Wir alle kennen die Geschichte: Die Römer vergifteten sich mit Bleirohren – und das Imperium ging daran zugrunde.

Roms Wasser: Rezept für den Wahnsinn?
Die gängige Story: Römische Wasserleitungen bestanden aus Blei, die Elite trank Wein aus Bleipokalen – und Generationen wurden langsam verrückt. Manche behaupten sogar, das Imperium sei an Bleivergiftung zerbrochen. Wahnsinn durch die Wasserleitung.
Die Beweise sind klar(er)
Ja, die Römer nutzten Bleirohre (fistulae) und süßten manchmal Wein mit Blei. Aber mineralreiches Wasser bildete schnell eine Schutzschicht in den Rohren, die das Auslaugen begrenzte. Untersuchungen römischer Skelette zeigen zwar erhöhte Bleiwerte, aber nicht genug für massenhafte Hirnschäden. Die Krisen des Imperiums hatten viel kompliziertere Ursachen als schlechte Rohre.

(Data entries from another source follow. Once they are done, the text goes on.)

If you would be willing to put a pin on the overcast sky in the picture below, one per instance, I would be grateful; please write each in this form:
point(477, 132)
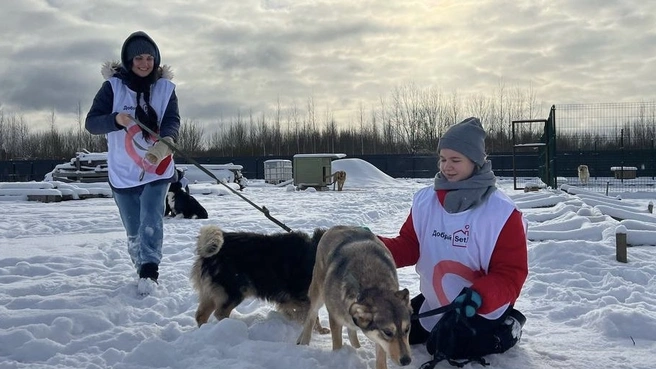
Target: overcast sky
point(244, 55)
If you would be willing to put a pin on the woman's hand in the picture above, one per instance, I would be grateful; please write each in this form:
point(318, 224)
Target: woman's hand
point(123, 119)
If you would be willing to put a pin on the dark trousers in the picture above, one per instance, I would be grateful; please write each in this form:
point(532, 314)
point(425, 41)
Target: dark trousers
point(419, 335)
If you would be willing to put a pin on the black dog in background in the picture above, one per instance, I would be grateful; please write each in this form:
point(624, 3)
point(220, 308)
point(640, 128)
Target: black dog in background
point(232, 266)
point(179, 202)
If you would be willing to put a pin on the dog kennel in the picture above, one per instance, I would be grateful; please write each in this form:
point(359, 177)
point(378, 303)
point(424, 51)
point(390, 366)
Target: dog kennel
point(277, 171)
point(313, 170)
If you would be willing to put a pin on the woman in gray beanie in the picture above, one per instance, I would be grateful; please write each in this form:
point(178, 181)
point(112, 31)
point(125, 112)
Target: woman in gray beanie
point(468, 244)
point(140, 166)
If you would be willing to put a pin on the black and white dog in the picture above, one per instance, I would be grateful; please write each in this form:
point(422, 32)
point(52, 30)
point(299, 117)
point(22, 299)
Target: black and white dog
point(180, 204)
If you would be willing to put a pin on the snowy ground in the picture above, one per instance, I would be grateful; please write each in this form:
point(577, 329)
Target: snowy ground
point(68, 297)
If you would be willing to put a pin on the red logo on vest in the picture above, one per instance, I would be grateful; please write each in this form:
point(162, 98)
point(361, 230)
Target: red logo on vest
point(460, 237)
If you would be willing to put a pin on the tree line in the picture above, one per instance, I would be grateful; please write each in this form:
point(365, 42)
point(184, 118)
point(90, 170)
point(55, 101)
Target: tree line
point(409, 120)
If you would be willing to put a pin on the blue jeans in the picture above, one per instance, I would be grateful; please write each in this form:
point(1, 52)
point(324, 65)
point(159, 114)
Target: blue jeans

Wie entstand dieser Mythos?
Der Mythos nahm im 20. Jahrhundert Fahrt auf, als die Wissenschaft die Gefahren von Blei entdeckte – und Historiker nach dramatischen Erklärungen suchten. Ein Fall moderner Ängste, rückwärts projiziert: Umweltkatastrophe als warnende Geschichte. Der wahre Untergang Roms? Ein Wirrwarr aus Wirtschaft, Politik und Invasion – nicht aus Rohren.
Ja, die Römer nutzten Blei für Rohre und Gefäße. Aber archäologische und chemische Untersuchungen zeigen: Die alltägliche Belastung war viel zu gering, um den Untergang des Imperiums zu erklären. Die Geschichte sagt mehr über moderne Ängste als über die Antike.